A Residual-Attention Physics-Informed Neural Network for Irregular Interfaces and Multi-Peak Transport Fields

Abstract

In complex engineering systems such as electro-thermal-fluid coupling, rapid and accurate prediction of multi-physics fields is essential for advanced applications like digital twins and real-time condition monitoring. Traditional numerical methods often suffer from high computational latency, whereas standard Physics-Informed Neural Networks (PINNs) frequently fail to capture critical local features, such as irregular interfaces, localized high-gradient regions, and multi-peak transport structures. To address these limitations and provide high-fidelity intelligent predictions for engineering decision-making, this paper proposes a Residual-Attention Physics-Informed Neural Network (RA-PINN) as a powerful surrogate modeling engine. The proposed method incorporates residual learning and attention enhancement into the network backbone to improve the representation of oblique transition structures, narrow charge layers, and distributed hotspots while strictly preserving global field consistency. To evaluate its effectiveness as an intelligent prediction framework, three representative benchmark cases are constructed, including an oblique asymmetric interface, a bipolar high-gradient charge layer, and a multi-peak Gaussian charge migration field. Under unified training settings, the proposed RA-PINN is systematically compared with a standard pure PINN and an LSTM-PINN in terms of average error, local maximum error, structural similarity, and convergence behavior. The results show that RA-PINN consistently achieves the best overall performance across all benchmark cases, demonstrating its tremendous potential as a highly reliable core inference engine for the condition monitoring and digital twin modeling of complex multi-physics engineering systems.
Paper Structure (23 sections, 25 equations, 4 figures, 7 tables)

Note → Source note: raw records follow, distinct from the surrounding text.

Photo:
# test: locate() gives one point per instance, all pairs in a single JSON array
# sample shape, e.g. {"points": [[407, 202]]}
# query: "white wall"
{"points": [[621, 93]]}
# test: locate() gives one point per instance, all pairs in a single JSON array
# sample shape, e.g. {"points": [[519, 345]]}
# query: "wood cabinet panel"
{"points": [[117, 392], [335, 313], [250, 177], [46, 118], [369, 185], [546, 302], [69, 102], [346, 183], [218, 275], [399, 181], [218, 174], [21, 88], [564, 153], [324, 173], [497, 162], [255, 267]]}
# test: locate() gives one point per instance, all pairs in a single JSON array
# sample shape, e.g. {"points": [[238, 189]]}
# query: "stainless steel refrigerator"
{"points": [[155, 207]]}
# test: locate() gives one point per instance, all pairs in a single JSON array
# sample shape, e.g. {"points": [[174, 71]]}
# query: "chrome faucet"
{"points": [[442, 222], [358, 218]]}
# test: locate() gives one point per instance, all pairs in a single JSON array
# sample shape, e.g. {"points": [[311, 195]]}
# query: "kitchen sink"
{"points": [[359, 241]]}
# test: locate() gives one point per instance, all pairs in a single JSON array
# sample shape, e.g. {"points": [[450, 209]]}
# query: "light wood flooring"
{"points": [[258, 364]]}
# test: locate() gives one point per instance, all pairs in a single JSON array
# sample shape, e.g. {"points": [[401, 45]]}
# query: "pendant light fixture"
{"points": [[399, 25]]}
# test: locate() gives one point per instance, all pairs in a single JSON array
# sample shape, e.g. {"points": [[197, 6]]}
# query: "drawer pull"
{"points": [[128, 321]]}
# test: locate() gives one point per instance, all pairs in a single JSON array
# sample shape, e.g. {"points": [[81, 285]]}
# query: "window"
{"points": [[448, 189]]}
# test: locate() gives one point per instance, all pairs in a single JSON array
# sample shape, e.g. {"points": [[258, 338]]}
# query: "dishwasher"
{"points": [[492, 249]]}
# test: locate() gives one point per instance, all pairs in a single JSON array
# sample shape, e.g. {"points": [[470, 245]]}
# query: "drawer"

This paper contains 23 sections, 25 equations, 4 figures, 7 tables.

Figures (4)

  • Figure 1: Schematic architecture of the proposed residual-attention physics-informed neural network (RA-PINN). The network takes the spatial coordinates $(x,y)$ as input and predicts five coupled physical fields $(u,v,p,T,\phi)$. Automatic differentiation is used to compute the required spatial derivatives and construct the PDE residuals for physics-informed training. As shown in the residual-attention module, the hidden feature is processed through a residual-feature branch and an attention-gate branch, where the gate is generated from the block input and adaptively modulates the feature branch before residual addition, followed by layer normalization. This design improves the representation of irregular interfaces, localized high-gradient regions, and multi-peak field structures while preserving global feature propagation.
  • Figure 2: Visual comparison for Case 1, including field prediction, absolute error, and log-scale loss evolution.
  • Figure 3: Visual comparison for Case 2, including field prediction, absolute error, and log-scale loss evolution.
  • Figure 4: Visual comparison for Case 3, including field prediction, absolute error, and log-scale loss evolution.